Muchos años después, en una especie de bucle melancólico, Vila-Matas ha tomado prestado el título del último capítulo de la obra de Hemingway para revisar, en París no se acaba nunca, con grandes dosis de ironía, aquella experiencia iniciática. El libro se ha convertido en una obra de culto e incluso de peregrinación de lectores a alguno de los lugares que describe. Pero, "a diferencia de Hemingway, que fue allí muy pobre y muy feliz, yo fui muy pobre y muy infeliz", proclama Vila-Matas. Lo cual no impide que le siga pareciendo la ciudad más bella del mundo y que haya hecho del hotel Littré, un lugar discreto y acogedor situado a pocos metros de la librería española de la misma calle, su casa parisiense.

"Duras me decía que vivir en París era hacer vida de cartier, de barrio. La verdad es que no me movía del centro y, además, aquello era un viaje interior. Ha sido más tarde cuando he conocido realmente París. Y sí, ha cambiado.
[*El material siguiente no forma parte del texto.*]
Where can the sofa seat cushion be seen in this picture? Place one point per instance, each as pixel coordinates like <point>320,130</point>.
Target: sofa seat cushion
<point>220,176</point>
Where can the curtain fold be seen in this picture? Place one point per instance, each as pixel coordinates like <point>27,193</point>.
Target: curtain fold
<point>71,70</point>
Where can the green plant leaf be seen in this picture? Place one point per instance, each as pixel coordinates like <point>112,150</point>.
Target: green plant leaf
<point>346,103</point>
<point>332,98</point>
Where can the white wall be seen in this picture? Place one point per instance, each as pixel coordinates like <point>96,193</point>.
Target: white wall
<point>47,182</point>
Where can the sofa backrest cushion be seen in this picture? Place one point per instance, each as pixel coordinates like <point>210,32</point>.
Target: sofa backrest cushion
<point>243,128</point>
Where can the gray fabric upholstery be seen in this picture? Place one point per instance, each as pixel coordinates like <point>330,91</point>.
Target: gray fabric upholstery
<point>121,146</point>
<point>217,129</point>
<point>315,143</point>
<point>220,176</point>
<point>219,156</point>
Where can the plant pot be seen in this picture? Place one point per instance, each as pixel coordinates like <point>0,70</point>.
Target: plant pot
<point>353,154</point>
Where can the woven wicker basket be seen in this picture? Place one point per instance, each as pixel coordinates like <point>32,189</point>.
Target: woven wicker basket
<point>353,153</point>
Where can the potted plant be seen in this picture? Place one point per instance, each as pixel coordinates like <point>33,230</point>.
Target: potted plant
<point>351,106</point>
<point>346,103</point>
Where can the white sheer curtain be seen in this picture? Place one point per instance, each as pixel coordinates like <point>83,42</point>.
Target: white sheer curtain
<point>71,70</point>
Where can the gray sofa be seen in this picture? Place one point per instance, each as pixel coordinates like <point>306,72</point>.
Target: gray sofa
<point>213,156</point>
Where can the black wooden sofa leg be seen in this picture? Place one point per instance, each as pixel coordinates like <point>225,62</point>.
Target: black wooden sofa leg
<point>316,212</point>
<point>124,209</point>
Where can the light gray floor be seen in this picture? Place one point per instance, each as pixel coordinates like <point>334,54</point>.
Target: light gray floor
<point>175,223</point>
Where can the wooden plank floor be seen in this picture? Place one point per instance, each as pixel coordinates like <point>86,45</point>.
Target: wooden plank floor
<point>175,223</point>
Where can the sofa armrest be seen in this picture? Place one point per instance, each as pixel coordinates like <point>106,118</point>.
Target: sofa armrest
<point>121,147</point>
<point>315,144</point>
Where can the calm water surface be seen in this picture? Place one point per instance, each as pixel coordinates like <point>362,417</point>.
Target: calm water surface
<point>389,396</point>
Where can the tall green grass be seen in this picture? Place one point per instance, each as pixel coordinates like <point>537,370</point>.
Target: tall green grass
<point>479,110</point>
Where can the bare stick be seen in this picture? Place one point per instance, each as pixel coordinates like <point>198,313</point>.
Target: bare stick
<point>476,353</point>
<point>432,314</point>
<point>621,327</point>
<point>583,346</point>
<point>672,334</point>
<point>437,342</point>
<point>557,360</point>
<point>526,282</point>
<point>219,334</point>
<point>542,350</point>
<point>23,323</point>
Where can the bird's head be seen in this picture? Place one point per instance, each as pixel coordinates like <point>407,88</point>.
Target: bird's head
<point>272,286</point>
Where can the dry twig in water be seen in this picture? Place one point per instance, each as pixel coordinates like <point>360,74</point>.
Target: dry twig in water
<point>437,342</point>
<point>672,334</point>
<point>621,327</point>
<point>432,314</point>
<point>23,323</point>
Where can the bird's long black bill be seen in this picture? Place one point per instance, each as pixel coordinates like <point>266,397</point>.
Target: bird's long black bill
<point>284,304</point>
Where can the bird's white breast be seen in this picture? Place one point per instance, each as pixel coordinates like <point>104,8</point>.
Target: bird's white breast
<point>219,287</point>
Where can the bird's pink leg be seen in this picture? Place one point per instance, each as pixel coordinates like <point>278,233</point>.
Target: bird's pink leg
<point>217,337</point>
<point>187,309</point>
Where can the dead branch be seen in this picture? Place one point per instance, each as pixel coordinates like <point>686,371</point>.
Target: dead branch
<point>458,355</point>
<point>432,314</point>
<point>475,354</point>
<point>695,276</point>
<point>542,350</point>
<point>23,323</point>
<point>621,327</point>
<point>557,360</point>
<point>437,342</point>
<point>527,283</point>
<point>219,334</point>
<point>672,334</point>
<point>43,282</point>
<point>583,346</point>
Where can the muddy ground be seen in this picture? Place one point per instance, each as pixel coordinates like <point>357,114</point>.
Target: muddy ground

Mis amigos dicen ser conscientes de que aquellas grandes figuras intelectuales, Sartre, Barthes, Beauvoir, y los grandes escritores no han sido sustituidos. En la nueva narrativa apenas hay siete u ocho nombres que se valoren, cuando en España hablamos, tal vez exageradamente, de 20 o 30". Vila-Matas describe con una frase demoledora la dimensión del cambio: "Antes no hablabas francés y te maltrataban. Ahora te agradecen que hables francés". Ahora Vila-Matas es ya una figura valorada en Francia, publica desde hace dos años un artículo mensual en la revista Litteraire y ha ganado diversos premios, entre ellos el Médicis Étranger.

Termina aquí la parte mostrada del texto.